Initial velocity out of a cannon

[flamedfordbronco]

Hey everyone,
I'm doing a lab for engineering class, and I'm having a little trouble with a part of it. The lab was that we have a cannon on a table, with 3 launch settings (different lengths the spring is compressed). The table is 40" high. Also, we have a dixie cup 90" away from the table that we have to shoot the ball into. The problem was to find the angle to put the cannon at so that the ball lands in the dixie cup.
The problem I'm having is with finding the initial velocity of the ball out of the cannon. The spring constant is 235 N/m, and the amount the spring is compressed is 0.123825 m. The ball weighs 67 g. Now, we did the experiment in class, and the angle was around 61 degrees (we just found out with trial and error), and I think i can figure it out with calculations once I get the initial velocity, but how do I find that?
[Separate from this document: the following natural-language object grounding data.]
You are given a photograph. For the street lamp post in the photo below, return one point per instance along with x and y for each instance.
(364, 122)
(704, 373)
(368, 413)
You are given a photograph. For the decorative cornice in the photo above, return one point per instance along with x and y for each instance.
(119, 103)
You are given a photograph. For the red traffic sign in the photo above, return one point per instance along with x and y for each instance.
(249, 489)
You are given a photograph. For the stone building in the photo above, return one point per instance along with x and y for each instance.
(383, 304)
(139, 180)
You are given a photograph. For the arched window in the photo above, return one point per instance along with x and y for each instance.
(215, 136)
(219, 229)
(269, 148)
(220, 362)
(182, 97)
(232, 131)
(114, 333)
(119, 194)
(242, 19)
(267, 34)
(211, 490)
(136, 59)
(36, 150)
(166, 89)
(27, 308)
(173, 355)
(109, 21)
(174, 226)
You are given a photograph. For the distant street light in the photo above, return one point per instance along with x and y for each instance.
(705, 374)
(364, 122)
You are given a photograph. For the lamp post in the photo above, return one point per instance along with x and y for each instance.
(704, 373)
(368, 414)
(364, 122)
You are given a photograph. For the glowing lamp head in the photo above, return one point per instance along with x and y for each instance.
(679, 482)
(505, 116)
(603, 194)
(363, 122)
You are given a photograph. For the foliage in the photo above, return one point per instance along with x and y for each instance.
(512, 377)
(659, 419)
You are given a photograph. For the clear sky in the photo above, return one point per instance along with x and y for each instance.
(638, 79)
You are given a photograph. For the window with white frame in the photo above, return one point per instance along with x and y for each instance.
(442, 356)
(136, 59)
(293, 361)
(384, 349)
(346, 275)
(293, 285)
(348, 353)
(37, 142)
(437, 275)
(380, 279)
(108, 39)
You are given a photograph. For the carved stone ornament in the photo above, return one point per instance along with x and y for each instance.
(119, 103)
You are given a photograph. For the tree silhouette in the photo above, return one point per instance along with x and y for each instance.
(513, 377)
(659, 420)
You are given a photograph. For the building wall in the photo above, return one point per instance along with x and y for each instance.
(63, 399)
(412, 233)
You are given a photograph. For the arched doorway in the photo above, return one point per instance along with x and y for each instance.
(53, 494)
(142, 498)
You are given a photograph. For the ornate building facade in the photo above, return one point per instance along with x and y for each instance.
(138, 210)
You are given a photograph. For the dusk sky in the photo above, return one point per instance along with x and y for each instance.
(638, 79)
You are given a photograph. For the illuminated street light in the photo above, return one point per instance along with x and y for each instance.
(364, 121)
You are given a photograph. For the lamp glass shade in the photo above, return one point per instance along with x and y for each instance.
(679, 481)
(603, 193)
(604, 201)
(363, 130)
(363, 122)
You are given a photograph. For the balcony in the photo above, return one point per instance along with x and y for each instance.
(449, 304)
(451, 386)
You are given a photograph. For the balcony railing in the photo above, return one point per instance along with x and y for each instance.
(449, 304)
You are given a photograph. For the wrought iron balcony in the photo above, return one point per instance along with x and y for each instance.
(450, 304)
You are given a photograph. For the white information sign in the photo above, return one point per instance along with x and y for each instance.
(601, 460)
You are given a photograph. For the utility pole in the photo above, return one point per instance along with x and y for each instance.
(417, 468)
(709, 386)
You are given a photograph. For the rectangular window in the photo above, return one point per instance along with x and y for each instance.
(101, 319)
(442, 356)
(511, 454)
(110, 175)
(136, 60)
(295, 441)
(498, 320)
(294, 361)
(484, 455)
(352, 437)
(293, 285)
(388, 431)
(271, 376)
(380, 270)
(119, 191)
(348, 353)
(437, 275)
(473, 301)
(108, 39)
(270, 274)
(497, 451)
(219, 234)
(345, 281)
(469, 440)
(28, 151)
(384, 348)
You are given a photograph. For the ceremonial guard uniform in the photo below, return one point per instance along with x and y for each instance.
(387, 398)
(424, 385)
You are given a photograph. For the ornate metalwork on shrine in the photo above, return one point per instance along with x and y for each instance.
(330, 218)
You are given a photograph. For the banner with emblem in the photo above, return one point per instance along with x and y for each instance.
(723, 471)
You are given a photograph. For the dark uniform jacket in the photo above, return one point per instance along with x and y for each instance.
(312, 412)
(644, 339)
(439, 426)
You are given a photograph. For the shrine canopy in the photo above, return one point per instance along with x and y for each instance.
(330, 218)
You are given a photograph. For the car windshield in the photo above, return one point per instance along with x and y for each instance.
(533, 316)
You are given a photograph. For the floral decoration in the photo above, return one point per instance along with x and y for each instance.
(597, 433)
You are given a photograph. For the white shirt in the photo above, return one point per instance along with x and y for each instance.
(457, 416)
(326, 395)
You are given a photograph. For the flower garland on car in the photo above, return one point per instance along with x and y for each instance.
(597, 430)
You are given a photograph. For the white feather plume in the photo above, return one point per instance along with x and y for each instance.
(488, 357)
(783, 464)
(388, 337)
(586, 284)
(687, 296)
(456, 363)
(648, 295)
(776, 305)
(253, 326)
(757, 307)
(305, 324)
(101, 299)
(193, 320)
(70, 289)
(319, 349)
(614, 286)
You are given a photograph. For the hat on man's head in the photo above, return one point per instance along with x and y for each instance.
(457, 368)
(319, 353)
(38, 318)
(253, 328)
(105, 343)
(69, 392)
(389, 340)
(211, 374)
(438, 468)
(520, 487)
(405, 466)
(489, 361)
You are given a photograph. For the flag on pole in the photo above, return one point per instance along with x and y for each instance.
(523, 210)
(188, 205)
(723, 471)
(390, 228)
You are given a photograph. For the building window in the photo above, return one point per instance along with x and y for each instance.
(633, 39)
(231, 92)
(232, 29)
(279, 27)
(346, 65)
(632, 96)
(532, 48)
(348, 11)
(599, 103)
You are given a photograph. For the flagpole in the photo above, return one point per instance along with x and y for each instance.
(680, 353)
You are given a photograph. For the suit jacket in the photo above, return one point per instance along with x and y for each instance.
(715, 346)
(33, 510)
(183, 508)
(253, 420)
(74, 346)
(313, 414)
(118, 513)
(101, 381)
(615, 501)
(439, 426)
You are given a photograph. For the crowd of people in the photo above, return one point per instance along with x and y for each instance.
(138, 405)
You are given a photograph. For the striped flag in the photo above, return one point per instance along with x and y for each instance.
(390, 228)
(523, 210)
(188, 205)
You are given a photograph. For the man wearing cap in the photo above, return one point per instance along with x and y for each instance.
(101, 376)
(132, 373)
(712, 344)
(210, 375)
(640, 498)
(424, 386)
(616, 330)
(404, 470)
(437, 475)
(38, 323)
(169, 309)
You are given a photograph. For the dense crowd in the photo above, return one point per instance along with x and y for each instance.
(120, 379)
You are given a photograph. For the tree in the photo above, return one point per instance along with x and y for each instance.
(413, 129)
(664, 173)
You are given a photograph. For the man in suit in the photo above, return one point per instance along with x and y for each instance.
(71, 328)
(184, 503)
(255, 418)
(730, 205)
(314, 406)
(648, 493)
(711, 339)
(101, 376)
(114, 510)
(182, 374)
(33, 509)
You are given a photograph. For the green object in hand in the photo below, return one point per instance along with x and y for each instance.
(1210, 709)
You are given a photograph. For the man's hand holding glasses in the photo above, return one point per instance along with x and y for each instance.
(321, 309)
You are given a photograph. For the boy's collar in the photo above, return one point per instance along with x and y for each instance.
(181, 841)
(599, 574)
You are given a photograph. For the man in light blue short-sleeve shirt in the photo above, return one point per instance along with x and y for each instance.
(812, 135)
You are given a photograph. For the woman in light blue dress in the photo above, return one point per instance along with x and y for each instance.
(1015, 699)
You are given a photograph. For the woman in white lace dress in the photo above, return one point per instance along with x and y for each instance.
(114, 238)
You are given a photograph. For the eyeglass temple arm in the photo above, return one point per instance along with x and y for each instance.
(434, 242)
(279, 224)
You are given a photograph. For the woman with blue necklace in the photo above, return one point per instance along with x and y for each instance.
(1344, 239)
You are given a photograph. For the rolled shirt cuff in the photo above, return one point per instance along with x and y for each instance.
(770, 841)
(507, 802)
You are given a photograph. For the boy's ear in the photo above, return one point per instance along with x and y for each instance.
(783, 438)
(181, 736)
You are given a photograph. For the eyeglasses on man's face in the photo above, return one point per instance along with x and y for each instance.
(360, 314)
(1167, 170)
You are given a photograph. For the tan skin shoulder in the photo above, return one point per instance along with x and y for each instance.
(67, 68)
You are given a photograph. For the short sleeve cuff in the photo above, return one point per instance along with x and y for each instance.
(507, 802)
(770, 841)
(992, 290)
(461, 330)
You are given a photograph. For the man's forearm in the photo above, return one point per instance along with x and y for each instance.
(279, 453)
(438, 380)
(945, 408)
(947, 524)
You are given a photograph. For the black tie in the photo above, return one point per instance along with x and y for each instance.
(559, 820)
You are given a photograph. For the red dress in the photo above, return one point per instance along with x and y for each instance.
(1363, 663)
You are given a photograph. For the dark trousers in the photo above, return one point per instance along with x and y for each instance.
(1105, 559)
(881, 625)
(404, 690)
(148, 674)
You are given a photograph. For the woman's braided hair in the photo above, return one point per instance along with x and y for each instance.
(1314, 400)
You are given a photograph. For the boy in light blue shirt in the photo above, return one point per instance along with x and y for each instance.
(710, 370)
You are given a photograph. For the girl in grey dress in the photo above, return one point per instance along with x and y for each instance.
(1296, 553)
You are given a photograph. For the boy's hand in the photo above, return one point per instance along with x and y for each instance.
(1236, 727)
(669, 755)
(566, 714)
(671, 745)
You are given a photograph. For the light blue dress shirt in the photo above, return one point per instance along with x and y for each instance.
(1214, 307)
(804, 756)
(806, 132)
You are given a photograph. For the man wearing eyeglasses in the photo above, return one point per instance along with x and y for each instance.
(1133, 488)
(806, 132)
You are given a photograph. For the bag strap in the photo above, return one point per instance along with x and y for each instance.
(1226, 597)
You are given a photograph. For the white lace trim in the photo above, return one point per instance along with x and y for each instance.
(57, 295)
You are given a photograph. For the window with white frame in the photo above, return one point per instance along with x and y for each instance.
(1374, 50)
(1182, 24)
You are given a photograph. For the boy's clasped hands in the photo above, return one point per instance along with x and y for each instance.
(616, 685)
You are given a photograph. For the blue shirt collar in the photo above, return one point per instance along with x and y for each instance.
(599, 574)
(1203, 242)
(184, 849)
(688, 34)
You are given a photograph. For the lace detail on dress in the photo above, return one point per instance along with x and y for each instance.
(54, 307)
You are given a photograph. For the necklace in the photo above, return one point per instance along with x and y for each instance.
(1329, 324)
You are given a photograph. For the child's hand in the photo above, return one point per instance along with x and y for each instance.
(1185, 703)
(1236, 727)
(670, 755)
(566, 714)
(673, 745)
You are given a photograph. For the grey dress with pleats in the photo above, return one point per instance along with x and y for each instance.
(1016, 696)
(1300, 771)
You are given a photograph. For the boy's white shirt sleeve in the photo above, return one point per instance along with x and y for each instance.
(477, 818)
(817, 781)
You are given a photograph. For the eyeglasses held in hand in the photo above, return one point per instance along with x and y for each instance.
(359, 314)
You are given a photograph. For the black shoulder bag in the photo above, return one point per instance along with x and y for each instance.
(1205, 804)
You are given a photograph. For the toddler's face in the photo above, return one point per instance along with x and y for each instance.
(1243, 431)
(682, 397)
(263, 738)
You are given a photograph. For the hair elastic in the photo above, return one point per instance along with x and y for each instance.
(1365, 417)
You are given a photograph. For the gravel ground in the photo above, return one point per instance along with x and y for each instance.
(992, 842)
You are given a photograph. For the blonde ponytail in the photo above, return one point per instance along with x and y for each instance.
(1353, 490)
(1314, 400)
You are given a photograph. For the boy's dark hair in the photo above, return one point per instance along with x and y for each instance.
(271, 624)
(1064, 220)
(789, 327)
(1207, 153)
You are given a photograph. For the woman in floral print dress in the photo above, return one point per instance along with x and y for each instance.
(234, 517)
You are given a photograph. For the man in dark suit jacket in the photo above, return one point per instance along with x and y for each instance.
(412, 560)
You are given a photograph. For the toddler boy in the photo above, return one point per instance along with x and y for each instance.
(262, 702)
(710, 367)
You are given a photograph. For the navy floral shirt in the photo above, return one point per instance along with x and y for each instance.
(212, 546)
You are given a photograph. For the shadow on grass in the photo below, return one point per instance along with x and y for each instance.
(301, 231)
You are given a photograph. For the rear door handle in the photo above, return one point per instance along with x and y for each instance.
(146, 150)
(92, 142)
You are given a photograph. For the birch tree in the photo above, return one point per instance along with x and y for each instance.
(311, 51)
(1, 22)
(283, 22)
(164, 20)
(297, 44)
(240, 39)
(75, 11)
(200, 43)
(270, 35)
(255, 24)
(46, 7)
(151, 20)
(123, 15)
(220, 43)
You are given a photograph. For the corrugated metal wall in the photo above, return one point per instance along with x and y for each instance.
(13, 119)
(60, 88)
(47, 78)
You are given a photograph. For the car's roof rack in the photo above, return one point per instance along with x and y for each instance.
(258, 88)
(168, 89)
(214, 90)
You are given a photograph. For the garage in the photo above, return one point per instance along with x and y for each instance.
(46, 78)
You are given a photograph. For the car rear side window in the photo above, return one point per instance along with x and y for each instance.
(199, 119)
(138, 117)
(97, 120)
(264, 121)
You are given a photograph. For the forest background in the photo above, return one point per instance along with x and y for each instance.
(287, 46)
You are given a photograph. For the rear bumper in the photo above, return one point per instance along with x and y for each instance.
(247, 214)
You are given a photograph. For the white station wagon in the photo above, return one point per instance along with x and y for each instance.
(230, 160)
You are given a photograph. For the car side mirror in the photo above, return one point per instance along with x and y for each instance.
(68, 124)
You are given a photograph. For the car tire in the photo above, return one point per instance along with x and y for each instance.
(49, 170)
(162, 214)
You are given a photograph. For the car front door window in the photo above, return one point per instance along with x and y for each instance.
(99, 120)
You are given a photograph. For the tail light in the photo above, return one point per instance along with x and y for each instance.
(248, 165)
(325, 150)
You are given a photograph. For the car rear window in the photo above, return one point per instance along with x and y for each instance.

Thanks a lot in advance for your help.

~Frank~

 

[Integral]

I do not have the relationships in my head, but you should be able to find the Potential energy of the spring, use this to get the KE and and then the velocity.

 

[JasonRox]

Find out the time it remains in the air.

Shoot it straight up three times, and time it.

Using Calculus, or formula's from a Physics book, you should find a good approximation of the initial velocity.

As far as I am concerned, the initial velocity does not change significantly when you change the angle. (0,45, or 90)

 

[flamedfordbronco]

Integral,
Yeah our professor did something with the PE and KE, but I couldn't follow him. I copied down what he wrote on the board but i just don't understand it. Here's what he wrote- PE=1/2 kx^2
KE= PE at x=0
KE=1/2 mv^2
PE=1/2(235N/m)(.0635 m)^2
PE=0.48 Nm
V=(0.48N m)^2/(0.025)
V=6.2 m/s
.025 is the example weight he used for the projectile

If you understand all this stuff, could you explain it to me? Thanks a lot!

Jason,
yeah that's exactly what our group thought of doing, but we didn't do the lab on our own. our professor did it in front of the class, and we all had to tell him what angle to shoot it at, using the numbers he gave us. Thanks to both you guys for the posts!

~Frank~

 

[Integral]

Ok, those are the equations we need.

You have the PE of the spring as

$$PE= \frac 1 2 k x^2$$

You know that PE = KE so

$$PE=KE = \frac 1 2 m v^2$$

so

$$v = \sqrt \frac {2\ PE} m$$

Where the m is the mass of your ball.

Now we can plug in the expression for PE to get

$$v = \sqrt {\frac k m } x$$

The final check will be to verify the units of the answer.
k is in N/m and mass is in kg. N = kg m/s^2 so we have
$$\sqrt {\frac {kg \frac m {s^2}m} {kg}$$
now cancel the kg in the numerator and denomiator and combin the meters to get
$$v= \sqrt {\frac {m^2} {s^2}} = \frac m s$$

Our result has units of velocity so we can be sure that it has some meaning.